Stephen Johnson Field is a massive figure in the history of the United States supreme court. Appointed by abraham lincoln in 1863 following six years of distinguished service on the California Supreme Court, Field remained on the bench until 1897 and established a record for length of tenure since surpassed only by william o. douglas. For two generations he preached a radically new gospel of constitutional interpretation that fused natural law concepts, a theory of adjudication based on formally bounded categories of public power and private right, and a designing foresight about the Court's unique capacity to shape American public life. Field's contributions to American constitutional development are conventionally summed up in the phrase laissez-faire constitutionalism. But his profound impact on the institutional character of the Court outlasted his doctrinal formulations. Field was arguably the Court's first self-conscious "activist," and he was certainly the first Justice to describe judicial protection of substantive rights as a democratic endeavor. "As I look back over the more than a third of a century that I have sat on this bench," Field wrote in his valedictory letter, "I am more and more impressed with the immeasurable importance of this court. Now and then we hear it spoken of as an aristocratic feature of a Republican government. But it is the most Democratic of all. Senators represent their states, and Representatives their constituents, but this court stands for the whole country, and as such it is truly "of the people, by the people, and for the people" It was this fundamentally new conception of the Court's position in the American system of government and the manifold ways Field acted upon it during his long career that prompted edward s. corwin to describe him as "the pioneer and prophet of our modern constitutional law."

Field's jurisprudence was essentially a constitutional version of the equal rights creed expounded by andrew jackson in his veto of the bill rechartering the Second Bank of the United States. Field understood democracy in terms of "the natural equal rights of the citizen," particularly equality in the marketplace; he was quick to distinguish the common good of the whole people from the focused demands of interest seekers that sometimes generated legislation favoring some and discriminating against others. Since the Court, like the President, represented "the whole country" rather than a narrow constituency, Field claimed that judicial review of legislation was at once the moral equivalent of the executive veto and a consummately democratic power. His two most famous opinions resonated with the substantive concerns of antebellum Jacksonians. The first was designed to protect the rights of the many against legal privileges granted to a few. Dissenting in the slaughterhouse cases (1873) Field denounced the "odious monopoly" produced by legislative skulduggery in Louisiana and claimed that the newly adopted fourteenth amendment would become "a vain and idle enactment, which accomplished nothing" if the Court continued to permit state legislatures "to farm out the ordinary avocations of life" to favored corporations. In the second, pollock v. farmers loan & trust co. (1895), Field resisted a statute that, in his view, was designed to enable the many to steal from the few under color of law.
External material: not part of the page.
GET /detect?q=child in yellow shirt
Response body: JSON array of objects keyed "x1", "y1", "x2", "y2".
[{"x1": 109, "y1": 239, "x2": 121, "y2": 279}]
There he attacked the mildly progressive federal tax on incomes as an "assault on capital … the stepping stone to others, larger and more sweeping, till our political contests … become a war of the poor against the rich; a war constantly growing in intensity and bitterness." If Field had been successful in persuading his colleagues to conceptualize the case as he did, the income tax would have been invalidated not because it was a direct tax but on the ground that its graduated rates violated the Constitution's requirement that "all duties, imposts and excises shall be uniform throughout the United States." For Field, uniformity mandated equal treatment; the chief defect of the statute was that it created a different rule for rich and poor, thereby violating the first principle of republicanism articulated by his Jacksonian mentors.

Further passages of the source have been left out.